Mumford & Sons — "The Cave"

Mumford & Sons - The Cave

▶ The music video — press play

The slow-burn follow-up that out-charted its more famous sibling in America: 'The Cave' is the sound of fingerpicked quiet building into a full kick-drum-and-banjo gallop — and it became the song of 2010-2011 coffee shops everywhere.

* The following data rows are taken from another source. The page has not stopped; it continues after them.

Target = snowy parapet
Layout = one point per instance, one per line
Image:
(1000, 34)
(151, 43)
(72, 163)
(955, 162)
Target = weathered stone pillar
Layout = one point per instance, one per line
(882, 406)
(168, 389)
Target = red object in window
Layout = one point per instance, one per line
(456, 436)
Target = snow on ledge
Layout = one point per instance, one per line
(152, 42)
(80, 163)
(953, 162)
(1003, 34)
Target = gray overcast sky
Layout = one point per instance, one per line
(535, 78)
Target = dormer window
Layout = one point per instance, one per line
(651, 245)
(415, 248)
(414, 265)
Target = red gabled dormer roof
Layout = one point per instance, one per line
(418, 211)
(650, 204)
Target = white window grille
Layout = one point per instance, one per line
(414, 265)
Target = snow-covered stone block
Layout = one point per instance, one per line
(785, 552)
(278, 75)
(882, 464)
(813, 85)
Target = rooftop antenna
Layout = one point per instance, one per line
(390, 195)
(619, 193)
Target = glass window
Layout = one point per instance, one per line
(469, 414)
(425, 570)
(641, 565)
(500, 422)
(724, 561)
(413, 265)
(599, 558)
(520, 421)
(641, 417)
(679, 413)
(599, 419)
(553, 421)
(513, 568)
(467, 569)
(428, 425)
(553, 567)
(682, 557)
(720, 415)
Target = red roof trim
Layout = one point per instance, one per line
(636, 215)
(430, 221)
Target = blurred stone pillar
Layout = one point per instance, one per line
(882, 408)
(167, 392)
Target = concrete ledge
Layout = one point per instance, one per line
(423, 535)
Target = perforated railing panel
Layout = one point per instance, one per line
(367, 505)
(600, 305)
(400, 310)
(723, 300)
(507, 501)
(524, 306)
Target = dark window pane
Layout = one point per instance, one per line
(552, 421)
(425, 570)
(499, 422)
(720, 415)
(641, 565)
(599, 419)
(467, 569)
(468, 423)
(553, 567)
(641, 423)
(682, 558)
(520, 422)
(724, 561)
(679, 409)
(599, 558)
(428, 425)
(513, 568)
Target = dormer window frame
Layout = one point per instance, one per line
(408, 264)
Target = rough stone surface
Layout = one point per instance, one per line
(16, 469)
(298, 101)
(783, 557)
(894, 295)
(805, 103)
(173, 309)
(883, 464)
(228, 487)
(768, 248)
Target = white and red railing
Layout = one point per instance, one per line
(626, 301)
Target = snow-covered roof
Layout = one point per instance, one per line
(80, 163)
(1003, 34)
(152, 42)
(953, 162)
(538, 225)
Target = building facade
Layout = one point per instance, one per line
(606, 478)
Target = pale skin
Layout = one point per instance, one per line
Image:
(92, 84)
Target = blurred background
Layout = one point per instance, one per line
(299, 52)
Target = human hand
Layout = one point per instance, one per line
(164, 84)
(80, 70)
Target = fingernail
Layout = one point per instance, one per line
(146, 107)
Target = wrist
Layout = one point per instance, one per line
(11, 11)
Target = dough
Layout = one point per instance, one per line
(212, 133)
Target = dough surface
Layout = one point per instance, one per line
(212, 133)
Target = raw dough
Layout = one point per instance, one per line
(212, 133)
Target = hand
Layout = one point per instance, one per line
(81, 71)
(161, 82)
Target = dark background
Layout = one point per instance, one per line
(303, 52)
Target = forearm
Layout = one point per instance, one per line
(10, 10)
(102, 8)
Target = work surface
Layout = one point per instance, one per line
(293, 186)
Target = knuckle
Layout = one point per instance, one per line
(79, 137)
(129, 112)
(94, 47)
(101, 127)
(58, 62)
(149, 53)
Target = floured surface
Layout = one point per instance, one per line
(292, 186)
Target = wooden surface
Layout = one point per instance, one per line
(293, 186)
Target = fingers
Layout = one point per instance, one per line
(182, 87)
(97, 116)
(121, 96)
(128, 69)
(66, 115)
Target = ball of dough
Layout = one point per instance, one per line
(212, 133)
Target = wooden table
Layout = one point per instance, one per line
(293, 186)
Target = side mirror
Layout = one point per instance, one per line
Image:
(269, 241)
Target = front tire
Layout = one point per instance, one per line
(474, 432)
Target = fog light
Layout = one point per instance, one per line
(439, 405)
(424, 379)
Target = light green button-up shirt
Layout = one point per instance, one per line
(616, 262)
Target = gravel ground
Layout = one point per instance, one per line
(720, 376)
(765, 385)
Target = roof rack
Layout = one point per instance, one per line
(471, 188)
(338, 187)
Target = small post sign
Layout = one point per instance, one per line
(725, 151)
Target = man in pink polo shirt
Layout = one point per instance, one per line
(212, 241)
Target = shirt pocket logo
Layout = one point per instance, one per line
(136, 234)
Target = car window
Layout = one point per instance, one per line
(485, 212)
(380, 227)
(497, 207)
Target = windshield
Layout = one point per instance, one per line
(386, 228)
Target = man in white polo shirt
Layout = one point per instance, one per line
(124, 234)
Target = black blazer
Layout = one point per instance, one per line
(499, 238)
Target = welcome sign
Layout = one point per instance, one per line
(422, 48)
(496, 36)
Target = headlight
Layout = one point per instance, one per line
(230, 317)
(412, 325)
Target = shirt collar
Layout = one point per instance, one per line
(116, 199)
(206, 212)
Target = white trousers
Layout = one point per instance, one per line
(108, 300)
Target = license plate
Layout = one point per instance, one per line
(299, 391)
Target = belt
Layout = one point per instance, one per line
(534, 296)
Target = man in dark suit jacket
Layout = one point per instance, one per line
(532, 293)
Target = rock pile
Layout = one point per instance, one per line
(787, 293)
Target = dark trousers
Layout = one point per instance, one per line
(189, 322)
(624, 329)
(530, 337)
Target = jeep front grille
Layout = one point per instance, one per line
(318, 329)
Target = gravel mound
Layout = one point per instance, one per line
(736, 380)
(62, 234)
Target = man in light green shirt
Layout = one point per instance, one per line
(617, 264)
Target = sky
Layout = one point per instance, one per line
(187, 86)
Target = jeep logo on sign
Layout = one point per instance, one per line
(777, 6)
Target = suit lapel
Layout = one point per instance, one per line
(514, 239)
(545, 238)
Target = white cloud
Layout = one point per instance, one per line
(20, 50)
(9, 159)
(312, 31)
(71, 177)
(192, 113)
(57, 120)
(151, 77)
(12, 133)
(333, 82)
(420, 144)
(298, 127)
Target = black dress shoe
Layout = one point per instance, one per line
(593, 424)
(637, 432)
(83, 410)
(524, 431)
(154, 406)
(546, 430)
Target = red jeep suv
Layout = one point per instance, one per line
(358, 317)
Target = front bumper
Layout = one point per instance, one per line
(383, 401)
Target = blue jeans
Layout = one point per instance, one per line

Recorded in 2009 for the debut album Sigh No More, 'The Cave' was released February 26, 2010, as the album's third single. The song opens on a guitar tuned to open D with a capo on the second fret, fingerpicked so soft you might miss it, then the arrangement builds: drums, bass, banjo, all rising toward a full gallop that became the band's signature formula in the years that followed. Markus Dravs produced the track; it had the shape of something inevitable, like watching a wave form and crest.

In the UK, 'The Cave' peaked at number 31 — solid but not explosive. In America, though, it out-charted 'Little Lion Man.' It reached number 27 on the Hot 100 and climbed to number two on Adult Alternative airplay, a slow-burn crossover that told you everything about where FM radio was heading. At the 54th Grammy Awards in February 2012 — more than two years after it was recorded — 'The Cave' earned four nominations, including Record of the Year and Song of the Year, plus Best Rock Performance and Best Rock Song. By April 2013, the song had sold 1,778,000 copies in the US alone, achieving two-times platinum status in both the UK and the US.

'The Cave' became inescapable: dorm rooms, coffee shops, every television sync that wanted to signal instant sincerity and emotional weight. It paired with 'Little Lion Man' as the twin pillars of Sigh No More, the same album, the same seam between the 2000s and the 2010s — but where 'Little Lion Man' burst through with anger and urgency, 'The Cave' did it with patience, letting the song unfold until it owned the room.